I flew down the ruts of the track, wind pushing me along, bouncing off the rocks that pushed up from the dirt. I began to pass small herds of rangy cattle as the mesa track climbed gently to the high point of the day. Then it dipped off the edge toward a sycamore creek, drawn in orange and yellow colors of autumn amid the darker green of the drier hills. After a few more switchbacks, I was on good gravel road, zooming down (and grinding up) in twilight and then moonlight and headlight.

On this faster road, I was chewing up most of the loop. More than I really needed to. I was plenty tired and ready to quit, but there was the minor detail of finding a suitable spot to stop. I didn’t need much. Just a flat, non-thorny spot. But such spots can be a little tough to find in the prickly Arizona desert without camping in the road. The light of the western horizon was gone and the full moon had taken over by the time I found an appropriate camp. I’d already made my last big turn and was maybe 10 miles from my car. Easy to polish off in the morning after food and a good rest.

I ate a simple dinner. Drank water. Scrawled in my journal. Contemplated the simple joys of life. Set up my tarp and threw down my bag beneath brooding clouds, worried again about the chance of muddy roads. Things had gone splendidly up to this point.

Then I laid down to sleep and almost immediately got back up to vomit. Flu? Something I’d eaten? Maybe I’d ridden too hard? I’d definitely ridden hard, and needed to rest, refuel and re-hydrate. None of which I was able to do while feeling nauseous. And my water reserves were low, so wasting it by vomiting was disappointing.

I spent a long night of feeling sick, trying to sip water, and trying to sleep. Plus, despite the apparent desert all around me, there were mosquitoes. And I had neglected to bring along a head net. So I also had to wake up every few minutes to slap myself in the face. My eyes opened occasionally to track the moon’s slow course across the sky. Finally, finally, finally there was light in the eastern sky. I packed up and rode slowly, not much fuel in the tank.

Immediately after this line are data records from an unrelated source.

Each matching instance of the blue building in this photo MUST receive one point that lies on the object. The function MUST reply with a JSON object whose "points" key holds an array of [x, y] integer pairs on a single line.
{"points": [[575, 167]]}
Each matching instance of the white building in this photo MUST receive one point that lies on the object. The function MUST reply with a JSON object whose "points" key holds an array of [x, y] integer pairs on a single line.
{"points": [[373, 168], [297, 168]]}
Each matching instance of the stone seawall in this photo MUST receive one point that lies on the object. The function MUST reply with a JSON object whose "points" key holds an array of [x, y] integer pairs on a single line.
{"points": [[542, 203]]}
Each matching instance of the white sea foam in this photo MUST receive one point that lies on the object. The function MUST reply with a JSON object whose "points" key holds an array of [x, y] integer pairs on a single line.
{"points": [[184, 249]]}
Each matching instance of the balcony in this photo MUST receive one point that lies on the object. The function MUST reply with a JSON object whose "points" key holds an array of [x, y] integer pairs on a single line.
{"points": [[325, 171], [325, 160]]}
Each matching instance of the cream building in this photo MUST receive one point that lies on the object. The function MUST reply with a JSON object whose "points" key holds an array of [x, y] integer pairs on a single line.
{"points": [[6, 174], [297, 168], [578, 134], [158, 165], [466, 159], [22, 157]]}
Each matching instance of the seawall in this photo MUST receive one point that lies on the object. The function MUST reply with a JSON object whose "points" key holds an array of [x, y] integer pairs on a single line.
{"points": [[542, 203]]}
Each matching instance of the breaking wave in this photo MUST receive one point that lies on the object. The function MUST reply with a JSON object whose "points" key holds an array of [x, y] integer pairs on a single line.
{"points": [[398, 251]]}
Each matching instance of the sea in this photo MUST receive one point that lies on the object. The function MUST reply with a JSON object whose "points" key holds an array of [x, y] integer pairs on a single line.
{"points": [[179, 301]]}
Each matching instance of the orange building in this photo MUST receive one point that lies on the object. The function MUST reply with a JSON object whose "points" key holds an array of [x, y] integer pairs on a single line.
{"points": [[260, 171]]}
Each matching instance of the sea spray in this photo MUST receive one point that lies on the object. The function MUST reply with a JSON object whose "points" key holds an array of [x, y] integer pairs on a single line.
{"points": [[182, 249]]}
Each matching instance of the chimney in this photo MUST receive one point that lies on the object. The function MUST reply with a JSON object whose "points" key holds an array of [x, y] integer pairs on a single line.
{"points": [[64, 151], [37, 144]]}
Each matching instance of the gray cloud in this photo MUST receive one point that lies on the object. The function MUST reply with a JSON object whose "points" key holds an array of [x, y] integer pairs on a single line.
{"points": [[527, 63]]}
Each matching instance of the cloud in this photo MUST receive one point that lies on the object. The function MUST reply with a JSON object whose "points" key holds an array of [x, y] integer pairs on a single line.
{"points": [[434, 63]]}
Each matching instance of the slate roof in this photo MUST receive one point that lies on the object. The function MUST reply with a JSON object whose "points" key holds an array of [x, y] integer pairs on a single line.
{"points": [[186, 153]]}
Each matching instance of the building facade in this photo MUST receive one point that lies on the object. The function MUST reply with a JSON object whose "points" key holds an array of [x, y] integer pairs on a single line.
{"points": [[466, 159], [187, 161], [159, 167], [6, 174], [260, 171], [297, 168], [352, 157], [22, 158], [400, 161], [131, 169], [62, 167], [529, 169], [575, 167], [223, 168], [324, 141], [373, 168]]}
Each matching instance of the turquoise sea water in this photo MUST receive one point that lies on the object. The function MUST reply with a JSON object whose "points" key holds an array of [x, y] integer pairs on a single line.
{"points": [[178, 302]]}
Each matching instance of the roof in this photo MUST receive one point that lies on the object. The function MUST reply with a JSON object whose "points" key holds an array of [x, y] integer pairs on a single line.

I dragged myself over rough roads and slow miles back to my car. Plenty of water and food there, but I could only drink a little and still couldn't eat. And I couldn’t drive out until I’d retrieved my raft from the other side of the pond. A seemingly long quarter mile downstream through the prickly desert scrub there was a place where I could rock-hop the creek. On the other side, I followed very nice trails trough the riparian vegetation, which, though nice, were only about 2 feet high. Then a saw the trail makers, a pack of javelina, just doing their thing, snuffing and grubbing about. Until they caught wind of me. Then they huffed and pranced and dashed and finally scampered away.

My rolled-up boat was where I left it. Unmolested by any humans, though I doubt any came anywhere near it. And un-chewed by wild animals, which had been a greater worry. I’d forgotten to bring the inflation bag, so it took a long, weary time to blow enough air into it and get it inflated. Then I paddled across.

End of the adventure. It was definitely something I probably needed. Despite the unfortunate nausea, it did satisfy the urge. But it is probably something that never needs to be done again. By anyone. Challenging riding at times, but not exactly fun. Not great scenery. An excellent sense of being way out there and of the possibility of making a mistake. But I’m not going to suggest that anyone else get out there and do it.